情操教育の一環であったり、音感などを身につけさせたいという教育熱心な親御さんが多くなっているのかもしれません。

小学校入学前のお子様の場合、3、4歳あたりが「何か習い事をさせたい」と考える時期のようで、それがピアノ教室に通う「きっかけ」となっています。いろいろな種類の習い事がありますから、熾烈な競争となっていますが、それでもピアノは、まだまだニーズが高いように思います。

小学生の生徒さんは、入学前に始められた方と、小学生になってしばらくしてから初めてピアノを習う方に分かれます。

小学生になってから初めてピアノを習う方は、ピアノを習っているお友達が「きっかけ」となるようで、自らピアノを習いたいと親御さんに相談してピアノ教室に来られます。

以前から始めている同年齢のお友達は、ずっと先の教材の曲を弾いているわけですが、自分と比較して「あんなには弾けない」とあきらめたり、気落ちして自滅することは少なく、マイペースに進めていることが多いものです。

周りの目が気になる年代で、結構意外な気もしますが、思った以上に「周りに影響されない自分」をしっかりと持っているので感心させられます。

また、このくらいの年代は、兄弟・姉妹一緒に習っていることも多いものです。下のお子様は、お兄さん、お姉さんのピアノレッスンに一緒に付き添って来るので、小さい頃からピアノに関心を持ち、「いつか自分も」と思うようで、「きっかけ」というよりも、習うことを当然と思うのかもしれません。

自宅でも、お兄さん・お姉さんが一生懸命練習しているのを見たり、聴いていますので、いざピアノのレッスンが始まりますと、結構進度が速いこともあります。

ちなみに、兄弟・姉妹で、どちらがより弾けるようになるかは、一概には言えず、また、どちらが長く楽しみながら続けられるかも、ケースバイケースです。

以前、引越しを機にピアノ教室に入会された小学生の姉妹がいました。他のピアノ教室から移られてきたわけです。

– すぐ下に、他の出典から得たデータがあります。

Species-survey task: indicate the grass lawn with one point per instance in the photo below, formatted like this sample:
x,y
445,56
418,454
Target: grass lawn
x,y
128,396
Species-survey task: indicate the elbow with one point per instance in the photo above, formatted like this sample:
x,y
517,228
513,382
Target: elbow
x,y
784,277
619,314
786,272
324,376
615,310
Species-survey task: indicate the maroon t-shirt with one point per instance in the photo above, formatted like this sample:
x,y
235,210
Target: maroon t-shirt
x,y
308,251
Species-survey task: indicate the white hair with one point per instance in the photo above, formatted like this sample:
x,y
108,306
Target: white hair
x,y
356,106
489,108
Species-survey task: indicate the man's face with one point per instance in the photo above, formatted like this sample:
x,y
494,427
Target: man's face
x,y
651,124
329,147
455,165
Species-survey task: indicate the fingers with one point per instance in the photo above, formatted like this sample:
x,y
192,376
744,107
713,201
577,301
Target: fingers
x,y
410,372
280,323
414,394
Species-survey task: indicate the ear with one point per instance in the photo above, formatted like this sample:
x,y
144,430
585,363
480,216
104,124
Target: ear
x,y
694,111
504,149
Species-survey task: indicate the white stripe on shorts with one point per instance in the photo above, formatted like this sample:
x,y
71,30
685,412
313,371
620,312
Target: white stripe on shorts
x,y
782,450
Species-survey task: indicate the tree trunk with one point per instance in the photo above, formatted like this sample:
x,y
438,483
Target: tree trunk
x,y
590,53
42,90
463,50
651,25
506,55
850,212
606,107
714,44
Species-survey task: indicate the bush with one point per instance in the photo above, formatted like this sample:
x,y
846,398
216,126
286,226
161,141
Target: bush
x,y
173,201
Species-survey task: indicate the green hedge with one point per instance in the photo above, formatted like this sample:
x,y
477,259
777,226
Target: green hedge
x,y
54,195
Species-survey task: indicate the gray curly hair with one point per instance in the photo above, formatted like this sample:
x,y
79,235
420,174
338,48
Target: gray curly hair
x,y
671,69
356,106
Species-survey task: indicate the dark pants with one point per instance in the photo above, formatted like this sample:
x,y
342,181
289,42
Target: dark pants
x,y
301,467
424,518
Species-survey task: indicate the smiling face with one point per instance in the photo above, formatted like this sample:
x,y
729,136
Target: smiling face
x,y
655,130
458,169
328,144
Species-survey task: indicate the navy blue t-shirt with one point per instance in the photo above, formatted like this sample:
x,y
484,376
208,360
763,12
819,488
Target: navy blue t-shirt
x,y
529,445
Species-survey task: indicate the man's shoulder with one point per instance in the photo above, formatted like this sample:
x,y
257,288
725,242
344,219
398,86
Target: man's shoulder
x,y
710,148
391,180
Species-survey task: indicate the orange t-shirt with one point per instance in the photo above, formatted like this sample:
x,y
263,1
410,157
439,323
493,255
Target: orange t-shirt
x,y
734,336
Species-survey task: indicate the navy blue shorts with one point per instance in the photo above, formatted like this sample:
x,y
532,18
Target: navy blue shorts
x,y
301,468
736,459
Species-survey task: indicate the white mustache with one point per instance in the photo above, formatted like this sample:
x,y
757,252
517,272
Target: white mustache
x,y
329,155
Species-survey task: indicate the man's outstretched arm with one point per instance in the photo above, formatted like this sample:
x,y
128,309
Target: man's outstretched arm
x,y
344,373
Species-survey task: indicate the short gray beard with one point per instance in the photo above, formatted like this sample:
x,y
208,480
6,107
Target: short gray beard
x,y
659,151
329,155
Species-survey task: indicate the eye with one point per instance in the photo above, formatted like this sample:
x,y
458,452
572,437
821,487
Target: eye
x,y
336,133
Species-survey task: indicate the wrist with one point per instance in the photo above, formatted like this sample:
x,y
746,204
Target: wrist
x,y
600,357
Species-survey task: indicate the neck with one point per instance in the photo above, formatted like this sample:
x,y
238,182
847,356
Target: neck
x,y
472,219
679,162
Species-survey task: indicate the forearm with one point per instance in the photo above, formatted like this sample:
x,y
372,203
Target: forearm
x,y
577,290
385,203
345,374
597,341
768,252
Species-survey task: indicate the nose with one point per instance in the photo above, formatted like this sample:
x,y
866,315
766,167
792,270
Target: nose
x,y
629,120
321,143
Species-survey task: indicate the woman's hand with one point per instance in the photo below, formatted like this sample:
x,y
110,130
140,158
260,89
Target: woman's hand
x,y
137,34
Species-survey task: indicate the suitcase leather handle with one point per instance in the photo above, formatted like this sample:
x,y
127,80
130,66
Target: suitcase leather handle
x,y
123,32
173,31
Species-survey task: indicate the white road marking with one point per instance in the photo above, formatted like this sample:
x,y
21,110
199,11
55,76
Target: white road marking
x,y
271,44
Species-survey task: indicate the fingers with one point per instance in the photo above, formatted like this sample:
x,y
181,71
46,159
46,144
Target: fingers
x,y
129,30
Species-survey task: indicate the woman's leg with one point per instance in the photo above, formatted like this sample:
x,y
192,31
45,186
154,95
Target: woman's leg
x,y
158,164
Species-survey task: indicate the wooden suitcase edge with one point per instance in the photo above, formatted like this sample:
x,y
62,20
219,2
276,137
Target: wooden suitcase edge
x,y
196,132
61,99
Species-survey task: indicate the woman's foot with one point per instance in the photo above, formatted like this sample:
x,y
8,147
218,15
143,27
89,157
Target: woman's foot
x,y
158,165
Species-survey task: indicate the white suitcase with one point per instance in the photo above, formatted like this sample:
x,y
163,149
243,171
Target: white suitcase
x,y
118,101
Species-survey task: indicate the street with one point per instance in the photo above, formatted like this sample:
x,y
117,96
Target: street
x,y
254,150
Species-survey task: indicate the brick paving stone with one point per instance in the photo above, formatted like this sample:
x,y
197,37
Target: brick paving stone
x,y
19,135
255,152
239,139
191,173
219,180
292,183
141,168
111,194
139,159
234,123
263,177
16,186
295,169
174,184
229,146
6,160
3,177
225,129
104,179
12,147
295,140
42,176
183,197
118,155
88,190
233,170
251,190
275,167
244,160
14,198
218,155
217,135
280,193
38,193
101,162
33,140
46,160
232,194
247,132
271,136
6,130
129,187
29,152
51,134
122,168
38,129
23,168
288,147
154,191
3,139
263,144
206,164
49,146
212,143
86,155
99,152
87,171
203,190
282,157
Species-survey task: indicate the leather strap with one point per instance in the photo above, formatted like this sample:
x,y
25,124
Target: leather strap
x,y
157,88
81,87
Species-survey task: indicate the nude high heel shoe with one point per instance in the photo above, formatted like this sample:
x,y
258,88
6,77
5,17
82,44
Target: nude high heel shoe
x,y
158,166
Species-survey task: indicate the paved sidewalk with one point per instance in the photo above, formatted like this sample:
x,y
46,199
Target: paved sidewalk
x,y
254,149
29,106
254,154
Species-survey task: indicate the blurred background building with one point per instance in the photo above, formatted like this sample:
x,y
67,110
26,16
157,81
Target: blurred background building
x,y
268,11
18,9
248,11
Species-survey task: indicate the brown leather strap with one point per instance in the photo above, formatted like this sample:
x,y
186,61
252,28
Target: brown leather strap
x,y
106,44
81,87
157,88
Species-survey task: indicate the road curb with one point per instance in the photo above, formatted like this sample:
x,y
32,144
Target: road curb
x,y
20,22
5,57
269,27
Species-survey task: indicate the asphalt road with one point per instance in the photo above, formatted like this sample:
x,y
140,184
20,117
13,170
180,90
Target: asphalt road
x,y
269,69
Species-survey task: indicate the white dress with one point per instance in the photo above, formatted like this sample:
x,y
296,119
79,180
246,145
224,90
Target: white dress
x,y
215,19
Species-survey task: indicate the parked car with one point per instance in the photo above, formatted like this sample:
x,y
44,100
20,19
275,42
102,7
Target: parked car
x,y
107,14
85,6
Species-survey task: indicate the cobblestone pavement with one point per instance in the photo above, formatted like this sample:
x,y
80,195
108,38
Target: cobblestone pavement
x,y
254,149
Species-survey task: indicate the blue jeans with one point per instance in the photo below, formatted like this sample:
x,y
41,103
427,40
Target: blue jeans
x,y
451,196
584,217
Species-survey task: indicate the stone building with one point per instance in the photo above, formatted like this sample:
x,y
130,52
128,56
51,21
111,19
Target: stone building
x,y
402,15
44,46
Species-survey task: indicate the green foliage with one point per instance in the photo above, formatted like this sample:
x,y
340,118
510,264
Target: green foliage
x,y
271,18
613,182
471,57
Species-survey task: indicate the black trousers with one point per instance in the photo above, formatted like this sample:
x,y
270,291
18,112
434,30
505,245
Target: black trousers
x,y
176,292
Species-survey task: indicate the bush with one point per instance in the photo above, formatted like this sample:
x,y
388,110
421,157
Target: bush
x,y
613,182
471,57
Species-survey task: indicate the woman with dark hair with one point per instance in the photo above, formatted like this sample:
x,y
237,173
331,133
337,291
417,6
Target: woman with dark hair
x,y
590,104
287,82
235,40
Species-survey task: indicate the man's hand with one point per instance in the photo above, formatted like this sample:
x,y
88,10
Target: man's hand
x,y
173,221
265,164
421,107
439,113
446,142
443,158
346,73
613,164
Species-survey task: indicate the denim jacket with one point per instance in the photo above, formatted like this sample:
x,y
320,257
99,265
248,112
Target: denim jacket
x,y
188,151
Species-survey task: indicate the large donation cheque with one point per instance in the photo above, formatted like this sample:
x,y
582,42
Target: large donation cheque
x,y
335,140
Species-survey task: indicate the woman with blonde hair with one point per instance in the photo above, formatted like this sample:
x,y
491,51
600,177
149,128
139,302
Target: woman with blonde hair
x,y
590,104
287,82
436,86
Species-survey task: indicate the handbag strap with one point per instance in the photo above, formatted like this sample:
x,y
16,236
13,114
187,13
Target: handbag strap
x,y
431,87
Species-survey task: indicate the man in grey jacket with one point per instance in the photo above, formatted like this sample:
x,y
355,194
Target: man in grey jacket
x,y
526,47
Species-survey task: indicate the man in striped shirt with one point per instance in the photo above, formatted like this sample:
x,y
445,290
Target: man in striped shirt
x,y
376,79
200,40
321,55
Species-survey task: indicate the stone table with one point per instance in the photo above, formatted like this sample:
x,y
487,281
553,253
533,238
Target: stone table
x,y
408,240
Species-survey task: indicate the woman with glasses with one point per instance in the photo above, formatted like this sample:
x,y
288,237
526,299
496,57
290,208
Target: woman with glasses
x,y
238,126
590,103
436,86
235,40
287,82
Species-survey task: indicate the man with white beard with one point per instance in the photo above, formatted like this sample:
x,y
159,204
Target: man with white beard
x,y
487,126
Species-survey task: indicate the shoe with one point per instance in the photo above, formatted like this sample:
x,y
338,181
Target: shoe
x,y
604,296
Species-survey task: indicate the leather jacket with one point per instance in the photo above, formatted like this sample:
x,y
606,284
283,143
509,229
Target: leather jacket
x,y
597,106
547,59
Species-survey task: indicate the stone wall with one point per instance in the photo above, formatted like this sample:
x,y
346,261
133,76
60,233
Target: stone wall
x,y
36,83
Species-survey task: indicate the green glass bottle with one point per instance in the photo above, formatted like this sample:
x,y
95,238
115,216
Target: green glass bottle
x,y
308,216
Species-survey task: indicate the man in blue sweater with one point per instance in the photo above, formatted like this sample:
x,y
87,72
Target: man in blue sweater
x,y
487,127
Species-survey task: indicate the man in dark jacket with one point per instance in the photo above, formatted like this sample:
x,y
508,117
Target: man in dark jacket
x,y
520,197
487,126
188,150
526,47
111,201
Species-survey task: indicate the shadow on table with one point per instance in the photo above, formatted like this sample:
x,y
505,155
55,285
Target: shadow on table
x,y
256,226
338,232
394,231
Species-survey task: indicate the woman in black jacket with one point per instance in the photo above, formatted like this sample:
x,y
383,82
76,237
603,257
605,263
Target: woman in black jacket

同じ教材を使っていて、どちらも楽しそうにピアノを弾いていたのですが、教材の進み具合を見ますと、妹さんのほうが、だいぶ先の曲を弾いていました。

その後どうなったかといいますと、進みが速かった妹さんは中学受験を機にピアノをやめてしまいました。一方で、あまり弾けていなかったお姉さんは、受験でもやめることなく続けられ、大学受験の時期にも、変わらず教室に通われていました。結局、お姉さんの方が、ピアノを楽しんでいたようです。

中学生・高校生は、小さい頃からピアノを習っていて現在でも続けている方と、受験で一旦ピアノをやめて、再開した方に分かれます。

再開された方の中には、保育士や幼稚園教諭を目指すことになり、それが「きっかけ」となり復帰された方もいました。

また、受験でもピアノを続ける方は、ピアノを弾くことでストレス解消ができるという意見が多いようです。

大学生は、小さい頃からずっと続けている方に加えて、保育士や幼稚園教諭の資格取得のために、初めてピアノを習う方も時々いらっしゃいます。

保育士や幼稚園教諭の資格には、バイエル終了程度のピアノ演奏技術が必要なのですが、小さい頃からピアノを習っていると、おおよそ小学生のうちに資格取得に必要な演奏技術は身につきます。

しかし、保育士や幼稚園教諭を目指して、大学入学と共に初めてピアノを習う方にとって、バイエル終了というレベルは、かなりハードルが高く苦労も多いものです。

学校の授業では、次々と課題の曲が出され、定期的に演奏の試験もあります。弾くだけでなく、童謡などの弾き歌いがあったり、作曲が課題になることもあるようで、切羽詰まった状況でいらっしゃる方も少なくありません。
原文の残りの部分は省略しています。